Looking for a Mentor?
“It is important to be a mentor, because it is important to care for others,” King continues. “Mentors can be instruments of change and the critical element of success for someone in need.”
So how do you get started?
A recent article by NPR advises people looking for mentors to:
1. Know your Goals (short and long-term): Be aware of what you what to accomplish, professionally.
2. Ask yourself who you look up to: What job would you like to have in 10-15 years? Who do you look up to? “The right mentor is often someone you admire and respect,” King adds. “Consider someone close to you or your existing network. Or someone completely outside your sphere may be desired if you wish to gain new and outsider perspectives.”
3. Do the research: Do you look up to someone? Notice what path that person took to get where they are today!

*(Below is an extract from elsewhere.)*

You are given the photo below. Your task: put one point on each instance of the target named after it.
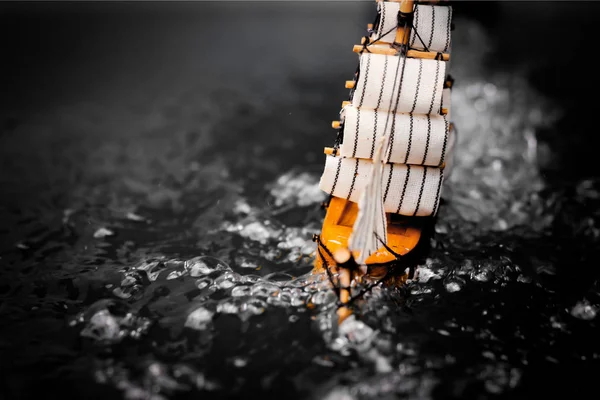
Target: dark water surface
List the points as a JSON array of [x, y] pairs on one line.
[[159, 170]]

4. Be cognizant of your existing network: The more a person is aware of your work and talents, the more effectively they can mentor you. Also, make sure your intended mentor has the expertise you’re looking for.

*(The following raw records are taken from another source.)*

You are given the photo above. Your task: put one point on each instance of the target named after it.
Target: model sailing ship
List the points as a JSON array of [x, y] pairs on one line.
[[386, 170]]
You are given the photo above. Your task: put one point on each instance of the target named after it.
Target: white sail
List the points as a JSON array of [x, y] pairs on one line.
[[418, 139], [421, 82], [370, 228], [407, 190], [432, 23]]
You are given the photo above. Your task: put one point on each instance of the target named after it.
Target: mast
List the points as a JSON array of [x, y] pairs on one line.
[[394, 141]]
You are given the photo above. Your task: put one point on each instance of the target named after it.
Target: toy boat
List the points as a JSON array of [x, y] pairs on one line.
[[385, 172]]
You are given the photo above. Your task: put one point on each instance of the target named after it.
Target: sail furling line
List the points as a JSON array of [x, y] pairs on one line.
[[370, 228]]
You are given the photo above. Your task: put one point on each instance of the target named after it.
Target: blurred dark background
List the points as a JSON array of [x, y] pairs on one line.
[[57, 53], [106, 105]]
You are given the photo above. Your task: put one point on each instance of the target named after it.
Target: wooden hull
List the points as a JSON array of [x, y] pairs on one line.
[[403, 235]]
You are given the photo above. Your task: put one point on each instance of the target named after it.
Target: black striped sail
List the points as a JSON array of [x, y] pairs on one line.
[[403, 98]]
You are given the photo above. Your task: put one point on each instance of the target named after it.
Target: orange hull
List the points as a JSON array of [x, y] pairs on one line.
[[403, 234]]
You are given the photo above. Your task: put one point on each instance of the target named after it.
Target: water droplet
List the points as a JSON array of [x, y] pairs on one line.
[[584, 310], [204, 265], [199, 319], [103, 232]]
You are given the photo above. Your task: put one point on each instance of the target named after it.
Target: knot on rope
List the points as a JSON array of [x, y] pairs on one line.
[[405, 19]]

The Relationship that Keeps Giving
While it might initially seem like the mentee receives the majority of the benefits, this should not be the case in a good mentorship.
King believes that while the mentee benefits from sage advice from someone they trust and respect, a quality mentor/mentee relationship is reciprocal—with both parties benefiting from the arrangement.
“A mentor benefits from receiving a sense of satisfaction in knowing she can contribute to the success of others,” explains King. “As a role model, the mentor can continue to develop her own leadership skills in listening, relationship building, communication, building trust, and serving as a resource. This role helps develop the ability to motivate and encourage others, a transferable skill necessary to become a better manager, employee, and team member.
“Being a mentor gives you the opportunity to see different perspectives as well. The mentee may contribute points of view and experiences that the mentor may not have encountered. This opens doors of learning new ways of doing things, viewing situations from different perspectives, and gaining valuable insights for the mentor.”
As expected, the mentee also reaps many benefits.
“With the advice and guidance of a mentor, mentees can avoid making mistakes that would otherwise occur. Feedback from a mentor can help a mentee grow stronger, more confident, and feel better equipped to handle challenging situations or crossroads in decision-making. This, in turn, develops leadership skills and character.
“The mentor/mentee relationship can be exciting to both individuals. This relationship is often the source of a highly valued and deep friendship.”
King describes this experience as creating a ripple effect.
“By helping a mentee, others are impacted by the mentee’s actions based upon the mentor’s feedback,” she says. “There is no knowing how far the impact of a mentor could go.”
So, why don’t more people do this?
Mentorship takes time and commitment. “When there are so many things competing for our time these days, it may be challenging to consider adding this to someone’s calendar,” King says. “They also may not want to feel responsible for someone else’s actions based upon their advice.”
However, it’s well worth the time and effort it takes to nurture a good mentor/mentee relationship.
“I never knew the true value of having a mentor until I had one myself,” King concludes. “My mentor (I had and still have several for varying reasons) helped me shape my thinking, expand my network, and gave me confidence, encouragement, and support to pursue my passions. I would not be where I am today without the advice and support from various mentors.”